「これ、暗。それを解くな」
 余すところなく全身に巻かれているさらしを、指先からとこうとした官兵衛に刑部はそう言った。
「なぜだ?」
 醜い姿を見られるのが嫌か?と官兵衛が露悪的に笑うと、刑部は混濁する紫水晶の目を三日月形に細めた。
「主は、我が消えてもいいのか?」
「どういうことだ、刑部?」
「そのさらしこそが我よ。それを解いたら我は影も形もなくなるわ。病んだ肉体など、呪法の糧にくれてやったゆえ」
 持ち主の意のままに浮遊する輿や禍々しく光る数珠が脳裏に浮かび、官兵衛が絶句すると、その顔を見た刑部は小首を傾げて「信じるか?」と嘯いた。

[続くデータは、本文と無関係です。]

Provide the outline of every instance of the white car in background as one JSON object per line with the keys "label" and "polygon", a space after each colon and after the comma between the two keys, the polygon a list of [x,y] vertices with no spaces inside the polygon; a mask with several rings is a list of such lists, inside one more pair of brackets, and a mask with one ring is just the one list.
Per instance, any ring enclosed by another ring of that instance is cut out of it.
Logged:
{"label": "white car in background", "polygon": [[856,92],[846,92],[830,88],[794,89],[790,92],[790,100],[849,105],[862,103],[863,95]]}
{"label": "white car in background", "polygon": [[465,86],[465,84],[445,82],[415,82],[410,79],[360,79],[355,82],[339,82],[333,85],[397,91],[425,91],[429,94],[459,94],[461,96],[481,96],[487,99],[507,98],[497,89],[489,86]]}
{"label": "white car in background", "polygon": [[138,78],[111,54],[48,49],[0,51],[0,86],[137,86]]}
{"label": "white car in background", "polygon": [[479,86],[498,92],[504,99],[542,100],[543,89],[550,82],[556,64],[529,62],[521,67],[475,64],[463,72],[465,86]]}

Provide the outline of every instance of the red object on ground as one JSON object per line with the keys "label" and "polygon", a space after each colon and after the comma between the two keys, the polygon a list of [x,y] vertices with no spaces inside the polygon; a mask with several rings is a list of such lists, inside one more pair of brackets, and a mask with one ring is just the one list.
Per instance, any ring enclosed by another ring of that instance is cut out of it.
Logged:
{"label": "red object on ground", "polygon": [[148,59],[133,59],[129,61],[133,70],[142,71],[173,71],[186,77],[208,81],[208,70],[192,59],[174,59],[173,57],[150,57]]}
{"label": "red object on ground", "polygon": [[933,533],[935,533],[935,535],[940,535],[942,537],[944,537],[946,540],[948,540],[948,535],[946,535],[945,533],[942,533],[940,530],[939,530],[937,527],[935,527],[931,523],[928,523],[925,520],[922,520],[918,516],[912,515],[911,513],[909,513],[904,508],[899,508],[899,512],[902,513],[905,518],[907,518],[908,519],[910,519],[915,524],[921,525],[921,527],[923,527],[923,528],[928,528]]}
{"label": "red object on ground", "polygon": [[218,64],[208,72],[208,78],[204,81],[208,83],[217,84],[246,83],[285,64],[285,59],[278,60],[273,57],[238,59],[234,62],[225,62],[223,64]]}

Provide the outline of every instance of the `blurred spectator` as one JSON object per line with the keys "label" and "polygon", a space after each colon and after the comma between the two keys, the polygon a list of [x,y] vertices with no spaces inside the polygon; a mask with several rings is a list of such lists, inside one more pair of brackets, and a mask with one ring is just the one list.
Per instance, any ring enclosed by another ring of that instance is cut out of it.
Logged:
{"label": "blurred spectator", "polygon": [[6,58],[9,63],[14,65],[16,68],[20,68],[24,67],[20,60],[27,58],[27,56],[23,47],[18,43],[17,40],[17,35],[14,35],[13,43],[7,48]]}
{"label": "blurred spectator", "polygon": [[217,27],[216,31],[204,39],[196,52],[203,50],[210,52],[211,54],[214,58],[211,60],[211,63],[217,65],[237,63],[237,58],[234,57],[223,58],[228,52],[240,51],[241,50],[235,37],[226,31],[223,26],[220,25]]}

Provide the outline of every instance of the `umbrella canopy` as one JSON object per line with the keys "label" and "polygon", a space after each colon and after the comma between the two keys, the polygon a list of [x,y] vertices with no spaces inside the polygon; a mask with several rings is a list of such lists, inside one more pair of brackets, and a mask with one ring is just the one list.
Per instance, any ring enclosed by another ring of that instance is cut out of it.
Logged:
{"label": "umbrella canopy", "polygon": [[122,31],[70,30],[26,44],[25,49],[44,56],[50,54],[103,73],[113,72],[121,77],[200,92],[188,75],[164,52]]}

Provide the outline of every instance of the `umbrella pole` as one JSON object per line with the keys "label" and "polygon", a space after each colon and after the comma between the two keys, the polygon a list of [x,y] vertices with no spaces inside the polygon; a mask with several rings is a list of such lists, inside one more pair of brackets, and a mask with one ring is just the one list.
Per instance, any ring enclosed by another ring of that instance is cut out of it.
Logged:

 官兵衛は前髪に隠れた眉間に皺を寄せると、手枷をつけられた腕を伸ばし、まるで虫取網で蝶を捕らえるかのような仕草で刑部を広い胸に引き寄せた。
 刑部は己が拘束した官兵衛の逞しい両の腕の中にされるがままに収まると、厚い胸板にそっと頬を寄せてヒィッヒィッと声を立てて笑った。